Toyota Valvematic Motor Özellikleri
Toyota valvematic, emme supaplarının açılma miktarlarını (supap kaldırma miktarı: valve lift) ve bunu sonucunda silindirlere alınan hava miktarını sürekli olarak ayarlayan supap teknolojisine verdiği yeni isimdir. Sürücün gaz pedalına basarak talep ettiği güce göre, yol ve yük şartlarına göre;valvematicsilindirlere alınan hava miktarını değiştirir.Valvematic(valfmatik)sistemi motorun çalışma durumuna göre hem yakıt ekonomisi hem de performans sunar. Toyota’nın 2017 1,6 atmosferik benzinli motorlarında hem Dual VVT-i hem Valvematic sistemi vardır. Yani Dual VVT-i sistemine valvematic ilave edilmiştir. Toyota’nın 1.6, 1.8 ve 2 litrelik valvematic motorları kullanılmaktadır. 1.33 litrelik motorlardaysa sadece VVT-i vardır.

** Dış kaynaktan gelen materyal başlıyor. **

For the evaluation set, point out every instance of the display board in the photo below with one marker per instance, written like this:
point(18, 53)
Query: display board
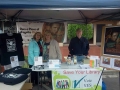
point(110, 49)
point(28, 29)
point(63, 79)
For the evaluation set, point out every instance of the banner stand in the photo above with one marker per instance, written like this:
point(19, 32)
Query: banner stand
point(100, 78)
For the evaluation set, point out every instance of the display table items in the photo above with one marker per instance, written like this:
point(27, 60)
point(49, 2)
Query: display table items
point(85, 77)
point(11, 49)
point(14, 76)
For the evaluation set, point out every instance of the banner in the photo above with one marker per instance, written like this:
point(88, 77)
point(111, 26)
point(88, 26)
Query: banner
point(28, 29)
point(76, 79)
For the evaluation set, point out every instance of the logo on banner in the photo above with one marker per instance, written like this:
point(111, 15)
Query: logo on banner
point(11, 45)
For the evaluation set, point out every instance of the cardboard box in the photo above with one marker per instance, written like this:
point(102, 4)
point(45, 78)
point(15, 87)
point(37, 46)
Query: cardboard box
point(27, 86)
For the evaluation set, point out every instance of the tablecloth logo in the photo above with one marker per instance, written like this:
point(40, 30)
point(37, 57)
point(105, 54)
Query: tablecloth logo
point(76, 79)
point(11, 45)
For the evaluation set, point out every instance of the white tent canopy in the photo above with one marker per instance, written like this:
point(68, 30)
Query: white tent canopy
point(70, 16)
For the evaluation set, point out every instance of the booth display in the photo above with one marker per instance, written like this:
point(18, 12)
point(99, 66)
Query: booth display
point(110, 51)
point(28, 29)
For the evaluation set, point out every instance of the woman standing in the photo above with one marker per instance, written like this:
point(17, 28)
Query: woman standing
point(51, 50)
point(34, 49)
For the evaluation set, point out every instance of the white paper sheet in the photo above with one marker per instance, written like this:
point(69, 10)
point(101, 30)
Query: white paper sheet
point(38, 61)
point(54, 63)
point(14, 61)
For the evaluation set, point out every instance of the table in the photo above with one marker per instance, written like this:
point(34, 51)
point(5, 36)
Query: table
point(62, 67)
point(12, 87)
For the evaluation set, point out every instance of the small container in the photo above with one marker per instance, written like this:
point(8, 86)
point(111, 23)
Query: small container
point(75, 59)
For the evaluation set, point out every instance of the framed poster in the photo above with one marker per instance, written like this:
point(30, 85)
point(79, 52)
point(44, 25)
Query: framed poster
point(106, 62)
point(111, 41)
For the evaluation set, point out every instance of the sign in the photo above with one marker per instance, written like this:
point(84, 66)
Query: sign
point(54, 63)
point(112, 41)
point(94, 61)
point(38, 61)
point(14, 61)
point(110, 47)
point(28, 29)
point(76, 79)
point(110, 62)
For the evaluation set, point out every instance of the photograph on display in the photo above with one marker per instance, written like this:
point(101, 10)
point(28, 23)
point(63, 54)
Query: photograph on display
point(112, 41)
point(106, 62)
point(116, 63)
point(57, 30)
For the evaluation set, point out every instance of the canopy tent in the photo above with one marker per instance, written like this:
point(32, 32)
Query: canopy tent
point(70, 16)
point(30, 4)
point(71, 11)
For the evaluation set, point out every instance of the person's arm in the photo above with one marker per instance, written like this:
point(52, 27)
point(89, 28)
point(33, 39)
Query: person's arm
point(30, 50)
point(58, 51)
point(70, 47)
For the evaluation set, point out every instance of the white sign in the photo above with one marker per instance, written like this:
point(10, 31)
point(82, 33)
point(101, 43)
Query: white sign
point(76, 79)
point(28, 29)
point(106, 62)
point(54, 63)
point(14, 61)
point(38, 61)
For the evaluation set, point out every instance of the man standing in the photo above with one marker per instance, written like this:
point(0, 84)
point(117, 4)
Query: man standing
point(54, 29)
point(79, 46)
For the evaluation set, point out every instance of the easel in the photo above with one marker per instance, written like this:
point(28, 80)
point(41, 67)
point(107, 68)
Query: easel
point(99, 78)
point(102, 50)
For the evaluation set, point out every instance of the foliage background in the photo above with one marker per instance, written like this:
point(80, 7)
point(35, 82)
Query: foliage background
point(86, 28)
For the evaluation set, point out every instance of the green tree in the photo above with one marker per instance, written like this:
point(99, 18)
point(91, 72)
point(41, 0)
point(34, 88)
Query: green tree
point(87, 30)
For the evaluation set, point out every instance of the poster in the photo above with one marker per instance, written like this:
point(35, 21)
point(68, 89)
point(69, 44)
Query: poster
point(116, 63)
point(112, 41)
point(63, 79)
point(28, 29)
point(14, 61)
point(106, 62)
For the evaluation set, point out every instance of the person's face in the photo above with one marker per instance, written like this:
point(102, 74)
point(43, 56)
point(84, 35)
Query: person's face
point(114, 36)
point(55, 28)
point(79, 34)
point(60, 36)
point(38, 36)
point(47, 37)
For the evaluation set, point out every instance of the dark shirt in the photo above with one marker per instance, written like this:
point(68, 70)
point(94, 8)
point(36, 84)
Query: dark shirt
point(41, 49)
point(78, 46)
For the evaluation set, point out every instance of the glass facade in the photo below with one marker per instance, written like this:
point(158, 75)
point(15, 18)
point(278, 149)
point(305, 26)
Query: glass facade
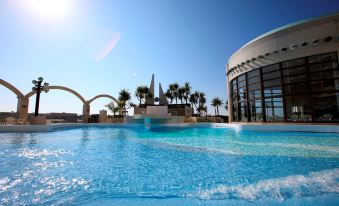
point(299, 90)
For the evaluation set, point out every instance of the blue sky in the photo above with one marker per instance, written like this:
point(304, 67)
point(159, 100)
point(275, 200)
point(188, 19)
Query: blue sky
point(102, 46)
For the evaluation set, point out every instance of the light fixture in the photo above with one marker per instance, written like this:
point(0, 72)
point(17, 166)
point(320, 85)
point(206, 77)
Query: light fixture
point(284, 49)
point(328, 39)
point(315, 41)
point(304, 44)
point(293, 46)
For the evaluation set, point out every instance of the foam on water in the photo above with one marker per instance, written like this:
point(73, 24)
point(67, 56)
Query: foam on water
point(36, 153)
point(316, 183)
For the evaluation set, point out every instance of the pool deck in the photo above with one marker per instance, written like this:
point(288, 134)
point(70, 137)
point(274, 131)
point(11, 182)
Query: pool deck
point(327, 128)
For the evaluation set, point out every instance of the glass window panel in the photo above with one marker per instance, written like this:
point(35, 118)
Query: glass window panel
point(234, 97)
point(326, 107)
point(273, 82)
point(293, 63)
point(296, 88)
point(272, 91)
point(242, 84)
point(234, 88)
point(271, 75)
point(242, 96)
point(235, 112)
point(324, 75)
point(255, 111)
point(322, 58)
point(253, 73)
point(254, 86)
point(298, 108)
point(328, 85)
point(254, 94)
point(295, 79)
point(323, 66)
point(243, 112)
point(274, 110)
point(253, 80)
point(294, 70)
point(234, 81)
point(270, 68)
point(241, 77)
point(242, 90)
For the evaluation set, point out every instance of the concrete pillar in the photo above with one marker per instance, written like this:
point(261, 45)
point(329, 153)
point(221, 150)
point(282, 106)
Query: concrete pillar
point(85, 113)
point(103, 116)
point(22, 110)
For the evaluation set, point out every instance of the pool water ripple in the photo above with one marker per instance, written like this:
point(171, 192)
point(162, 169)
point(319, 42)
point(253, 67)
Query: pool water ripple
point(89, 164)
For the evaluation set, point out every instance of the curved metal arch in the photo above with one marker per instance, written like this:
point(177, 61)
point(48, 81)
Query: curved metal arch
point(11, 87)
point(102, 95)
point(59, 88)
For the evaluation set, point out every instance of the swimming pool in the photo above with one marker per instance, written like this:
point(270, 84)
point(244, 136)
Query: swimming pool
point(169, 165)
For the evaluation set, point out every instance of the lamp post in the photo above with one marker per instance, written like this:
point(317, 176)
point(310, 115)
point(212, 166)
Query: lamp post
point(38, 88)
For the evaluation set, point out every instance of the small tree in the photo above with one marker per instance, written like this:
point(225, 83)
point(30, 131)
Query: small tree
point(114, 109)
point(142, 93)
point(216, 102)
point(174, 90)
point(168, 95)
point(187, 91)
point(124, 98)
point(181, 93)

Toyota Valvematic Motorun Avantajları
*%5-10 daha
düşük yakıt ekonomisi.
*10-12 daha
iyi hızlanma
*Motorun daha
verimli çalışması
*Daha fazla
motor gücü (HP)
*Daha iyi gaz
pedalı tepkisi. Gaz pedalına basıldığında motorun buna çok daha hızlı tepki
vermesi.
*Daha düşük
zararlı egzoz emisyonu. Daha düşük karbondioksit (CO2) salınımı.

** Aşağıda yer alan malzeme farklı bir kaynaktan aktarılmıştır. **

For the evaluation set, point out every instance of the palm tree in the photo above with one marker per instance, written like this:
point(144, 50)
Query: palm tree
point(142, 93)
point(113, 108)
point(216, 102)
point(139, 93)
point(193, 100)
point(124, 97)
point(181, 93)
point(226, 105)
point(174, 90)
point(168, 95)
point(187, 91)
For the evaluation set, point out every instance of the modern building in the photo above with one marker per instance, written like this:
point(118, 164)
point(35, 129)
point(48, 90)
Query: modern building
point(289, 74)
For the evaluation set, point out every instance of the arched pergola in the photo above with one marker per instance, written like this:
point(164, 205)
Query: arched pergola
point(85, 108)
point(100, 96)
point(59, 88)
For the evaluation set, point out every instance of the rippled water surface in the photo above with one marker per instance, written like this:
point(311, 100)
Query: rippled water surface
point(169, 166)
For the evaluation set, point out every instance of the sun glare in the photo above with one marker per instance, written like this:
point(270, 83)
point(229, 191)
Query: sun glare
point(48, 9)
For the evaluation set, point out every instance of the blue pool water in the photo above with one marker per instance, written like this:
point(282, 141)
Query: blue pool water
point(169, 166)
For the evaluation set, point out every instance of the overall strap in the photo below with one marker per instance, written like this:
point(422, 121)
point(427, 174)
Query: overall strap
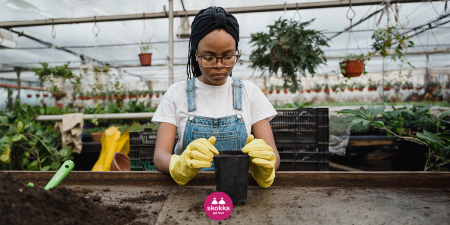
point(190, 92)
point(237, 94)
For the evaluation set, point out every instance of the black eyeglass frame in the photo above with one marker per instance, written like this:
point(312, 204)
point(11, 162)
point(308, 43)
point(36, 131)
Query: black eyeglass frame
point(217, 58)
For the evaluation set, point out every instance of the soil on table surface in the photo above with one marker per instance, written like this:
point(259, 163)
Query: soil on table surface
point(24, 205)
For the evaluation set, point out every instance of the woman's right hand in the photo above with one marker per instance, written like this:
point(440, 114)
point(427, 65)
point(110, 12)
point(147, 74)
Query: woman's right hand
point(198, 154)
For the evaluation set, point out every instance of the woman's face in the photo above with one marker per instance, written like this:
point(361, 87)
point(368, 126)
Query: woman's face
point(217, 43)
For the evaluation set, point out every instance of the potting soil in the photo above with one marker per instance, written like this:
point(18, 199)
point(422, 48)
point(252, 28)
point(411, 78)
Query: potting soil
point(24, 205)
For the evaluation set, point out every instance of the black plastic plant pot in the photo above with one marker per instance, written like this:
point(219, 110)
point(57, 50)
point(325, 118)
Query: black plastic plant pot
point(231, 170)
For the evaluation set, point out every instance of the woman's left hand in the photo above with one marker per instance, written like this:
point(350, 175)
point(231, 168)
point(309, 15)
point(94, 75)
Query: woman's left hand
point(262, 161)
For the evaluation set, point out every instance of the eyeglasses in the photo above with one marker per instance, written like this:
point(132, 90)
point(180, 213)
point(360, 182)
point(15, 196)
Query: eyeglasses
point(211, 61)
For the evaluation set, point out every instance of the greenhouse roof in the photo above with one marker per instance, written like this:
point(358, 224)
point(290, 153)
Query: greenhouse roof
point(118, 41)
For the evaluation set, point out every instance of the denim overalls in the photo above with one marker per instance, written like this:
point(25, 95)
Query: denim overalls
point(230, 131)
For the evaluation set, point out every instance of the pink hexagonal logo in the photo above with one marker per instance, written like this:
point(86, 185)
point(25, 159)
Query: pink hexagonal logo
point(218, 206)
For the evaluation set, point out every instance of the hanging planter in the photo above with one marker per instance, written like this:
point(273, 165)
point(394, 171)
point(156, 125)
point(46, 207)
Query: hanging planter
point(145, 59)
point(278, 89)
point(317, 88)
point(352, 67)
point(145, 47)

Toyota Valvematic Çalışma Prensibi Nedir? Valvematic Motor Nasıl Çalışır?
Toyota valvematic motorlarda devrimsel
iki özellik var:
*Supap açılma miktarları sürekli
değişken olarak değiştirilebiliyor.
*Motor çalışırken gaz kelebeği sürekli
açık halde tutuluyor, motor devri supapların açılma miktarıyla kontrol
ediliyor. Gaz pedalı, gaz kelebeğini değil, supap açıklığını kumanda ediyor. Aşağıda teknik detayları
açıklanmıştır.
Değişken
supap açıklığı sistemi olmayan motorlarda, emme supapları her zaman aynı
miktarda açılır, bu hiç değişmez.
Bu kısımda
ilk bilinmesi gereken şey, valvematic bir değişken supap zamanlaması
teknolojisi değildir. Toyota’da akıllı değişken supap zamanlama sistemi VVT-i
‘dır. VVT-i ile Valvematic sistemi farklıdır.
VVT-i sadece
supapların açılma zamanlamasını (supap bindirme süresini) değiştirir.
Valvematic
ise; emme supaplarının açılma miktarlarını değiştirir ve silindire emilen
havanın miktarını belirler. Valvematic motorlarda halihazırda Dual VVT-i sistemi de bulunur (Dual VVT-i
+Valvematic).
Valvematic
motorlarda emme supaplarının açılma aralığı sürekli olarak değiştirilebilir.
Valvematic sistemi, supap açılma miktarını iki sabit değerde değiştirmez, yani
kısa ve uzun olarak iki supap açıklık değeri yoktur. Gaz pedalına basılma
miktarı, motor yükü ve devrine göre; supap açılma miktarını 1 milimetre ile 11
milimetre değerleri arasında değişken olarak çok hassas şekilde değiştirebilir.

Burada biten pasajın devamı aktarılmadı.